Calculating the statistical limits of normal and Z-scores for pulmonary function tests.

BACKGROUND

Interpretation of pulmonary function tests (PFTs) requires comparison with the range of expected values in order to discriminate the effects of disease from the normal variability observed in healthy individuals. Modern PFT systems provide several different reference equations with automated computation of predicted values and limits of normal. The pulmonologist in charge of the PFT lab should understand how these variables are calculated in order to minimize the risk of overdiagnosis or underdiagnosis.

OVERVIEW

Given the extreme variability of lung function according to sex, age, and body dimensions (particularly height), some basic statistical concepts are applied to differentiate “normality” versus “abnormality”. A pragmatic strategy assumes that a) pulmonary function variables measured in a population of interest are equally distributed around the mean; and b) there are more values closer to the mean than further away. Thus, a bell-shaped (Gaussian) curve emerges when we plot the distribution of the values (Figure 1). In a Gaussian distribution, a given percentile represents the value below which a certain percentage of scores fall.

Figure 1

Calculation of key parameters (predicted value, limits of normal, Z-score) necessary for pulmonary function test interpretation: in A, a variable (e.g., FEV1) for which only abnormally low values have clinical meaning; in B, a variable (e.g., TLC) for which both abnormally low or high values can be of clinical relevance. pred: predicted; LLN: lower limit of normal; ULN: upper limit of normal; SEE: standard error of the estimate (derived from the respective regression equations).

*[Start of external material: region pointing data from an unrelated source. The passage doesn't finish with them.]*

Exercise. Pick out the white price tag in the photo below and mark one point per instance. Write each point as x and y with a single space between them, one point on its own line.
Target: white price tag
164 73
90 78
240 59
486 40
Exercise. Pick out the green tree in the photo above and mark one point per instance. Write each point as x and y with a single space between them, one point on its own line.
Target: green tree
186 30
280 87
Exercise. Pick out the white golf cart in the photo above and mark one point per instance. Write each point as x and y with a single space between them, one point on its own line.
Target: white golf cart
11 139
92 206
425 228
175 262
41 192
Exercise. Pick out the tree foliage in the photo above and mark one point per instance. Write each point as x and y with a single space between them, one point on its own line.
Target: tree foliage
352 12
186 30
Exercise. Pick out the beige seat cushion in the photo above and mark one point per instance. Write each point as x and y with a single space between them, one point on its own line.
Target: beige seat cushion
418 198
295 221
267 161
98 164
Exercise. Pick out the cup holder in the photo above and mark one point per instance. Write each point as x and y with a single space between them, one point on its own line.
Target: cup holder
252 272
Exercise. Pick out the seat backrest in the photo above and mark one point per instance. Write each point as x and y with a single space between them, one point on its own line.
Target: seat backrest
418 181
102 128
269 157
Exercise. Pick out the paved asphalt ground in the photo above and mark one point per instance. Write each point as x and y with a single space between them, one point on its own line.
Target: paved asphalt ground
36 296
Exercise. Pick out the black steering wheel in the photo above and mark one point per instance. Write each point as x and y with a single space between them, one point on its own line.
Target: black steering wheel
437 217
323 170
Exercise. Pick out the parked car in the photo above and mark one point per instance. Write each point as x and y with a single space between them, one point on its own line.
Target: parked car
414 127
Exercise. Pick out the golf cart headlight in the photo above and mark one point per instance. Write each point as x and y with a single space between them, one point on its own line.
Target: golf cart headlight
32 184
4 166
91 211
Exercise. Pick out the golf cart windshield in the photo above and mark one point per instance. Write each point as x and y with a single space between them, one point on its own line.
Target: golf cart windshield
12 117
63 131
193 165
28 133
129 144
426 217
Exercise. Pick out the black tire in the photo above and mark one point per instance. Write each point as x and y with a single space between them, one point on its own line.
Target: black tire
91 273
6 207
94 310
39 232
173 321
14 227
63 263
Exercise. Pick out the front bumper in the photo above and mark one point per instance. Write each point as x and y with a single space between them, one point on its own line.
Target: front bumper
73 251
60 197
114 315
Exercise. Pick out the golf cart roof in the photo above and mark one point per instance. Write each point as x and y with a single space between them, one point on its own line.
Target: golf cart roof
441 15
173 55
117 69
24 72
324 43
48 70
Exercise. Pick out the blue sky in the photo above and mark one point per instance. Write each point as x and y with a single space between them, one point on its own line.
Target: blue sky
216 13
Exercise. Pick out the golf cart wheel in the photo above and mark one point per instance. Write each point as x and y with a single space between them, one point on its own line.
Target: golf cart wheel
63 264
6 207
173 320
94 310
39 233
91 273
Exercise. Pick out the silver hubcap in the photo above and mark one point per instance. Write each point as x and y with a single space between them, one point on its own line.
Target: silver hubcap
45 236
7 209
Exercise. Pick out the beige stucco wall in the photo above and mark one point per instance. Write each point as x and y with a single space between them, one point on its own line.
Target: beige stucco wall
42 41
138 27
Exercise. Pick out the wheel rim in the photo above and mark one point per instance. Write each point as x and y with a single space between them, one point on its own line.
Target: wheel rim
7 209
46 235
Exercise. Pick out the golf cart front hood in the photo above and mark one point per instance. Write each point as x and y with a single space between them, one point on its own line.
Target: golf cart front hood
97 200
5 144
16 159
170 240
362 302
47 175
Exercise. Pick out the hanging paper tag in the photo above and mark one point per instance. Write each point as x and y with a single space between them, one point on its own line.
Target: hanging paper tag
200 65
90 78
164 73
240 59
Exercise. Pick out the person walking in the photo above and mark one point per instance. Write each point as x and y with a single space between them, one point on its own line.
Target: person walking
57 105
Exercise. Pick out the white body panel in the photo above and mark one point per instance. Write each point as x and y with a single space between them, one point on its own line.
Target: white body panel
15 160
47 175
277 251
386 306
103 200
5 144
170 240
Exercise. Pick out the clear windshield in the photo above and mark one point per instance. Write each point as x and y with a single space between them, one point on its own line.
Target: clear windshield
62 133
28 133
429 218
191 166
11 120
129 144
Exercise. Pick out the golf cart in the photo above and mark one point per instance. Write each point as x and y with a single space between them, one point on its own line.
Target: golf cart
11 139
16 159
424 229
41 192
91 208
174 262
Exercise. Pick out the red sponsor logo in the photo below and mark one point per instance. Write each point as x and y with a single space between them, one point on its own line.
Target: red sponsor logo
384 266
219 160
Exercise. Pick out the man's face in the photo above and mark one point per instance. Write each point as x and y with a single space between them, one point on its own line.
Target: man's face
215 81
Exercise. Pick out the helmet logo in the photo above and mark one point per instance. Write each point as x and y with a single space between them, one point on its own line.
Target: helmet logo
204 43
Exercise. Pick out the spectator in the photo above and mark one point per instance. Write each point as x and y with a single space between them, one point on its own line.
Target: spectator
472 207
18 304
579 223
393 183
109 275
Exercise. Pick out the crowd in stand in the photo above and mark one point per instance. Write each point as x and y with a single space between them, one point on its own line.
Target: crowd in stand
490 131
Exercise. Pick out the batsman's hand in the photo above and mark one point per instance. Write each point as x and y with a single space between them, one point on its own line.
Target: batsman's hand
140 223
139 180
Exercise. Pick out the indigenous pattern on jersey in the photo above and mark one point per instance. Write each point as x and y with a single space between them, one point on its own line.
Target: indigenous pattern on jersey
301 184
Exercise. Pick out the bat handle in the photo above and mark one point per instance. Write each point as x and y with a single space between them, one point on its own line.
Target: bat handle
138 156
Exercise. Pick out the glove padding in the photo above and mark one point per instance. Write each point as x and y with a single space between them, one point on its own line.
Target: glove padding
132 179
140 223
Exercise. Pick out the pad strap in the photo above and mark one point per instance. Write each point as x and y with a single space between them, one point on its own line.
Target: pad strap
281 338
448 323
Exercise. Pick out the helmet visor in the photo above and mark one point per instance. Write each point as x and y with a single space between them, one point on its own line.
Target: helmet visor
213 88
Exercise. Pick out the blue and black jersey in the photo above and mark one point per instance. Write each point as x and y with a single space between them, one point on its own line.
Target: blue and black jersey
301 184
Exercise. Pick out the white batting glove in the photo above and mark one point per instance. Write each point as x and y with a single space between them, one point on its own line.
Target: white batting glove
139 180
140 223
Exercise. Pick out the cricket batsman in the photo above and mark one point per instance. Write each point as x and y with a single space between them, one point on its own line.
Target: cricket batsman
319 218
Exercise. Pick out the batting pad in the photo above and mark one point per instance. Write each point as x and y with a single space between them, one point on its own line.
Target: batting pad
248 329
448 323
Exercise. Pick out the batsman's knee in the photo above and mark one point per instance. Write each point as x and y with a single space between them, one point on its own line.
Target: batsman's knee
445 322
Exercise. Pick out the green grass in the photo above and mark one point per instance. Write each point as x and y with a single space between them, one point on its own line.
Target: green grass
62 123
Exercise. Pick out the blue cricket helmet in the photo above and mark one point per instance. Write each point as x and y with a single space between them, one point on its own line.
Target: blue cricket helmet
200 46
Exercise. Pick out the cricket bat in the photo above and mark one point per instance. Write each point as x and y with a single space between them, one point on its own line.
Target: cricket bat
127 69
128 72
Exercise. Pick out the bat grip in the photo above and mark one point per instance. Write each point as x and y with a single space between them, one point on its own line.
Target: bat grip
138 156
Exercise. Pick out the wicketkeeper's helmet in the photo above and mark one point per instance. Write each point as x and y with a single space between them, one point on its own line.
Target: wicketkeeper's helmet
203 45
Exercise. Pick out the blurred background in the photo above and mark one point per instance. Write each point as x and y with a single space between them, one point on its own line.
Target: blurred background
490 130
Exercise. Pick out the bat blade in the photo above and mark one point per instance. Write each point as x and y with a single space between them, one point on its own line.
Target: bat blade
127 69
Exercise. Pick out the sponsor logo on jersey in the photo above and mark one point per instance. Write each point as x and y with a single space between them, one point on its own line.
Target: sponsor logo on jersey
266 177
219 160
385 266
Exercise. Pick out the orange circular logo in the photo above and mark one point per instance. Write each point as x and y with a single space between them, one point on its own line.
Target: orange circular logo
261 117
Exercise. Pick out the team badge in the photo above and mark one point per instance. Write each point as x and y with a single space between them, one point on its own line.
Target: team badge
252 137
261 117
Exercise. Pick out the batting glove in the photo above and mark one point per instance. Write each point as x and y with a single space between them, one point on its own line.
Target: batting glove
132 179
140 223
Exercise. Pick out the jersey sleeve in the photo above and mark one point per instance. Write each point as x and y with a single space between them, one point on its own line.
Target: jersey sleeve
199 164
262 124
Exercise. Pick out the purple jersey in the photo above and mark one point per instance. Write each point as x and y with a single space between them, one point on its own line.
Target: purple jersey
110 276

In this context, if a variable has clinical meaning only when abnormally low (e.g., FEV1), the lower limit of normal (LLN) is set at the value which corresponds to the lowest 5% of the reference population. The LLN can also be roughly estimated as the predicted value minus 1.645 standard deviations from the mean (Z-score; Figure 1A). In simpler words, it means that at the 5th percentile (corresponding to a Z-score of −1.645), there is a 5% chance that the results of a healthy individual will be at or below this level. Accepting a 5% false-positive rate is usually considered acceptable for most clinical applications of PFTs. A different scenario emerges when values in both directions (i.e., too low or too high) are clinically relevant, as is the case for some “static” lung volumes which can be reduced in restrictive ventilatory defects or increased in obstructive ventilatory disorders. An acceptable strategy is to divide the 5% error on each end of the distribution using a Z-score of ± 1.96 (Figure 1B), establishing the LLN and the upper limit of normal. In Figure 1, a 63-year-old man presents with a measured FEV1 of 2.07 L (65% of the predicted value). This corresponds to a Z-score of −2.38, that is, below the calculated LLN of 2.41 L, indicating an abnormally low value (Figure 1A). His measured TLC of 7.41 L, in turn, corresponds to 126% of the predicted value or a Z-score of +2.51, signaling thoracic hyperinflation (Figure 1B).

CLINICAL MESSAGE

The statistical limits of normal do not necessarily separate disease from health. It should also be recognized that there will always be some uncertainty in values close to (i.e., slightly below or above) the LLN or the upper limit of normal: clinical judgment is paramount. The 5th percentile used to define an abnormal test result can be changed depending on the pretest probability of disease, that is, it can either be increased (e.g., in heavy smokers with exertional dyspnea) or decreased (e.g., in asymptomatic non-smokers).